Among the topics discussed was the January 2012 call to action issued by the American Academy of Pediatrics in the form of its policy statement “Early Childhood Adversity, Toxic Stress, and the Role of the Pediatrician: Translating Developmental Science into Lifelong Health.
ParentMap’s lecture series continues this month with Rosetta Lee, who speaks on “Parenting Essentials to Prevent Bullying,” April 10. Future lectures feature Julie Metzger and Rob Lehman (“Will Puberty Last My Whole Life?” May 1); John Gottman, Ph.D. (“Making Marriage Work,” May 10); and former vice president of Starbucks Howard Behar (“A Conversation with Teens on Passions and Life Purpose,” May 15). Learn more at parentmap.com/lectures.
Superstar status for STEM
Have you met STEM? If not, it’s time you did. Washington STEM is a nonprofit venture fund focused on promoting innovation, equity and excellence in science, technology, engineering and math (STEM) education. It supports new ideas in STEM education both in and out of school, and helps create business-education partnerships for students. Its goal is for all Washington state students to receive a robust education that prepares them for success. Last year, businesses and philanthropies in the state helped launch Washington STEM with its first round of investments, totaling more than $2.4 million and serving more than 8,500 students.

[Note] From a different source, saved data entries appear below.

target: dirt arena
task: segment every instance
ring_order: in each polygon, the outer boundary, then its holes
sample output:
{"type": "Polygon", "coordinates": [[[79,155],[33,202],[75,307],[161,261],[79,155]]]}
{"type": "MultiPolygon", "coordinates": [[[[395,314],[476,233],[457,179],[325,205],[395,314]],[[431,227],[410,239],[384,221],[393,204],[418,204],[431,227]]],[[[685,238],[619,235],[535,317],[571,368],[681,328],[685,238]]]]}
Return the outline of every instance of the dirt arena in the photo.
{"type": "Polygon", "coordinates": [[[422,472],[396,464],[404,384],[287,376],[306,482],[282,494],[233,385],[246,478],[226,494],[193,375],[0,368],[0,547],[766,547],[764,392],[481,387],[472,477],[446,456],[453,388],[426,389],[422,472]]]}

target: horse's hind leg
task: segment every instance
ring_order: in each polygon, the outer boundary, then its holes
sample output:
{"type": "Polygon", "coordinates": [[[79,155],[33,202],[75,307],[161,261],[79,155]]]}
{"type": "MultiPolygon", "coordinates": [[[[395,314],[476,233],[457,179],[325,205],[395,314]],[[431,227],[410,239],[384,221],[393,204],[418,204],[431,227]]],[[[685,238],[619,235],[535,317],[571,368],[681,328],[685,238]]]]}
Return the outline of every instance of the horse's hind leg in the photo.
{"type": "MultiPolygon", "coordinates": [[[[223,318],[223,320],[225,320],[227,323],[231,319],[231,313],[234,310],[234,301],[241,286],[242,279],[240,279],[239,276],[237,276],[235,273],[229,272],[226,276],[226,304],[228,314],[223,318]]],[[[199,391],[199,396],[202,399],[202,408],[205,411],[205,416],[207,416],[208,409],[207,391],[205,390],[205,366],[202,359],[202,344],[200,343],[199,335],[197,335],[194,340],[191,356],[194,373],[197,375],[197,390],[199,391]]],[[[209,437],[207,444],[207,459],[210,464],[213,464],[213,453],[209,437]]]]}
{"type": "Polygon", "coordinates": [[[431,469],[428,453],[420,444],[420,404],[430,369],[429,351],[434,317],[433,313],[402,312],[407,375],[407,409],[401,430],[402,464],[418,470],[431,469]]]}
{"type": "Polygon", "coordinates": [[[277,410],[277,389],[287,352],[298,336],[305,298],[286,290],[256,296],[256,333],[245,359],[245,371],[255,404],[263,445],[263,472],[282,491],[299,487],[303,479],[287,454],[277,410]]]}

STEM was big news at last December’s National Science Teachers Association (NSTA) conference in Seattle, with Washington STEM playing a lead role in engaging educators, business leaders and policymakers from across the Northwest on issues surrounding STEM education today. For information, go to washingtonstem.org.
And speaking of STEM
Don’t miss the 2012 Seattle Science Festival, set for June, which will bring hands-on exhibits, shows, demonstrations and performances to venues throughout the region. The Festival will focus on educating all ages about STEM. It coincides with the 50th anniversary of both the 1962 Seattle World’s Fair and Pacific Science Center, which is spearheading the effort.
Festival programs and exhibitions will take place throughout the Puget Sound region with the majority free to the public. For more information, go to seattlesciencefestival.org.
Is it all about maturity?
Kids who are the youngest in their class have a greater chance of getting diagnosed with attention-deficit hyperactivity disorder (ADHD) than their older classmates, according to a recent Canadian study.
Researchers from the University of British Columbia in Vancouver studied kids in British Columbia, where the kindergarten cut-off date is December 31. Researchers found that children were 39 percent more likely to be diagnosed — and 48 percent more likely — to be treated with ADHD meds if they were born in December, as opposed to January.
In fact, the youngest boys were 30 percent more likely than their oldest classmates to get an ADHD diagnosis, and the youngest girls had a 70 percent greater chance, according to the study conducted by Dr. E. Jane Garland, a child and adolescent psychiatrist at the university.
“The potential harms of over-diagnosis and lack of an objective test for ADHD suggest caution be taken in assessing children for the disorder,” the authors report.